Away from the classic harp world, she studied jazz harp in Nashville. Her first production as a solo artist was with First Avenue where she recorded and released Feel of Fire with PolyGram, as Lucy Skye.

== Career ==
In 2008, she signed a record deal with Epic Records to release the album My Voice and 45 Strings, later released via Island Records (2010) under her artist name, The Lucinda Belle Orchestra; the album featured the artist Andrew Roachford on the track, "Keep on Looking".

Her music has been used in films including For No Good Reason and short films such as Eternal Return and Join my Band.

Belle also made several covers of songs, among them, "Smells Like Teen Spirit", and Cyndi Lauper's "True Colors" for the film, The Lavender Scare.

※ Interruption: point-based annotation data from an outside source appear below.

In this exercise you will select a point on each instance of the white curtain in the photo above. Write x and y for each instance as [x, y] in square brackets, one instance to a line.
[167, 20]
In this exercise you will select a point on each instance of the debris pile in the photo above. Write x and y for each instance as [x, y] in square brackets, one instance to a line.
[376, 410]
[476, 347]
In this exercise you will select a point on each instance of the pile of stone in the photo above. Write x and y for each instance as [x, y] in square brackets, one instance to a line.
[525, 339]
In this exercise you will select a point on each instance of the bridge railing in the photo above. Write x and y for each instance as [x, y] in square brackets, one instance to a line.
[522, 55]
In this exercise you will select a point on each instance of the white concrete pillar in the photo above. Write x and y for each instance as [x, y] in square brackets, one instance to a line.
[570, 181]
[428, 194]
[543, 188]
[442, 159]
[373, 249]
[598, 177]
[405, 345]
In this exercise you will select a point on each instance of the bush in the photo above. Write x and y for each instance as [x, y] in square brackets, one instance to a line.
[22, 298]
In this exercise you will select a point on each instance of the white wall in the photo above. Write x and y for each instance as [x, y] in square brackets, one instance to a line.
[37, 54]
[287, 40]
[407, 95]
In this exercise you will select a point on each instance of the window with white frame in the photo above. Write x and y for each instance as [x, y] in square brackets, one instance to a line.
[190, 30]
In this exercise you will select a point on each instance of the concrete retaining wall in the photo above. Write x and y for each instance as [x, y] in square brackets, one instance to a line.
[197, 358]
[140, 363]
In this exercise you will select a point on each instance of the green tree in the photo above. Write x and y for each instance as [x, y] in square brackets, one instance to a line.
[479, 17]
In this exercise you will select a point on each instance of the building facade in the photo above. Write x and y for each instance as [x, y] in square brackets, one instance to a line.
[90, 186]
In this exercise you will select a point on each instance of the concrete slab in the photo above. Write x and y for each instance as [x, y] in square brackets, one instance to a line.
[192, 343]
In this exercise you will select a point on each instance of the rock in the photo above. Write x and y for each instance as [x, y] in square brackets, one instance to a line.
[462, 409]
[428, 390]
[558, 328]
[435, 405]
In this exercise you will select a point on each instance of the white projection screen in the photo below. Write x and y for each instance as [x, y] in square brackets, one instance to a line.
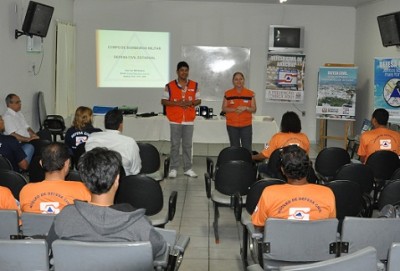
[213, 68]
[132, 59]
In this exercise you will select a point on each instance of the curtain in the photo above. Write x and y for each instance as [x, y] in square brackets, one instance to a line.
[65, 95]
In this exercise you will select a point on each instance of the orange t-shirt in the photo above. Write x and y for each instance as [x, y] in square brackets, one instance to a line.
[298, 202]
[50, 197]
[379, 139]
[7, 200]
[280, 140]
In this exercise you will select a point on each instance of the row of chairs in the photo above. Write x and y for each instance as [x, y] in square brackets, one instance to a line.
[289, 242]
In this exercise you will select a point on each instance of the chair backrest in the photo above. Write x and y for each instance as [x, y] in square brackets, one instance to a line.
[13, 180]
[235, 177]
[383, 164]
[256, 190]
[102, 256]
[348, 197]
[24, 255]
[150, 157]
[8, 223]
[390, 194]
[358, 233]
[5, 163]
[141, 191]
[359, 173]
[299, 241]
[393, 263]
[233, 153]
[329, 160]
[36, 224]
[362, 260]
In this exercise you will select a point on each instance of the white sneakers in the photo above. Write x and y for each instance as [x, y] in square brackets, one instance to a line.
[190, 173]
[173, 173]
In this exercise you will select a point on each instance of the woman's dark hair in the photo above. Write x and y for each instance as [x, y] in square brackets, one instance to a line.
[290, 123]
[98, 169]
[295, 162]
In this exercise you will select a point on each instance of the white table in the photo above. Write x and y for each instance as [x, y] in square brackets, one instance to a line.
[209, 131]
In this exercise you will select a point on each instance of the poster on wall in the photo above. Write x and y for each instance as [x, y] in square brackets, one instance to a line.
[285, 78]
[336, 98]
[387, 85]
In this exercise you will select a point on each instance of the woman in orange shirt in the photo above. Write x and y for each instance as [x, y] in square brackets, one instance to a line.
[239, 104]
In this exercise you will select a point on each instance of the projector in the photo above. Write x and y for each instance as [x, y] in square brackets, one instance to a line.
[128, 110]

Under the guidance of Big Life Management, Belle wrote and recorded in 2016 her album Thing Big: Like Me (independently released in 2019) at the retro East London recording studios Toe Rag.

=== Performances ===
Belle sang and played harp at Trevor Horn’s 25th Anniversary at Wembley alongside Yes, Seal, Grace Jones, Frankie Goes to Hollywood, Dollar, The Buggles and The Pet shop Boys. She has also performed live and on studio recordings with Robbie Williams, as well as working with Jamiroquai, Missy Elliott, Natalie Cole, James Blunt, Dua Lipa, Jay-Z and the Bullits, The Petshop Boys, Gregory Porter, Mark Batson and Annie Lennox, among others.

=== Keynote speaker ===
In 2016, Belle began appearing as a Keynote speaker and performer; her appearances include TEDX, EG and MEDx.